Young people feel abandoned, belittled, and dismissed in their distress by older generations who aren’t stepping up to help them in this time.

Importantly, all of these sentiments were tightly correlated with the sense of being betrayed by governments and lied to by leaders, which introduces this important concept of institutional betrayal and the psychological harm that can come when people with less power require responses from people with more power in order to be protected and have their well-being upheld.

But when those with more power aren’t really leaning into that responsibility and doing right by it, this can create all kinds of negative emotional and mental health impacts on those who are dependent on them.

This is the widespread intergenerational problem that we’re dealing with on the climate crisis. Young people feel abandoned, belittled, and dismissed in their distress by older generations who aren’t stepping up to help them in this time, and instead are often saying things like, well, you know, when it gets really bad, I won’ t be around.

This is maybe trying to use some gallows humor, but it actually ends up making the distress much more severe for young people because it’s a direct abandonment of something that is overwhelming, that they unfairly inherited along with the duty to clean it up.

They’re made aware of this before they can even vote and have any agency to act to change the structures that are stressing them.

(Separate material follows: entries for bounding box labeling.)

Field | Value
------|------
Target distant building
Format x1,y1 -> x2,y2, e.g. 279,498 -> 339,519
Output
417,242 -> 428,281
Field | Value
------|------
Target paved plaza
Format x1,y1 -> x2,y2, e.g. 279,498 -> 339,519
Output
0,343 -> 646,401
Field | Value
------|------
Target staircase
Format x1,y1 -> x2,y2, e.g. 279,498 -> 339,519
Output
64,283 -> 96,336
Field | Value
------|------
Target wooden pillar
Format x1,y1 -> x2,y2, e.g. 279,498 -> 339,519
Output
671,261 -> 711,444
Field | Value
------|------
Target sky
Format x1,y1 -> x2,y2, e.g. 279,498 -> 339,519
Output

It’s just injustice all the way down, which means a site of serious repair would be stepping into solidarity, would be showing young people that you get it if we’re older, that we’re there for them, that we are not going to simply sit around on our couches and hope for a better future or rather offload our hope into young people who will save the day. But actually link arms with them, roll up, roll up our sleeves and use this amazing opportunity we have with this wild time in which we’re living to step into some purpose and support them.

If that institutional betrayal piece could be minimized by watching people within and outside of institutions come together on this issue, even as the world is burning, young people would be feeling much better. They would be less isolated, less alienated, and would know that people cared.

Britt Wray is the author of the new book “Generation Dread: Finding Purpose in an Age of Climate Crisis.” She also publishes the weekly newsletter, Gen Dread. Wray is currently a Human and Planetary Health Fellow at Stanford University and the London School of Hygiene and Tropical Medicine.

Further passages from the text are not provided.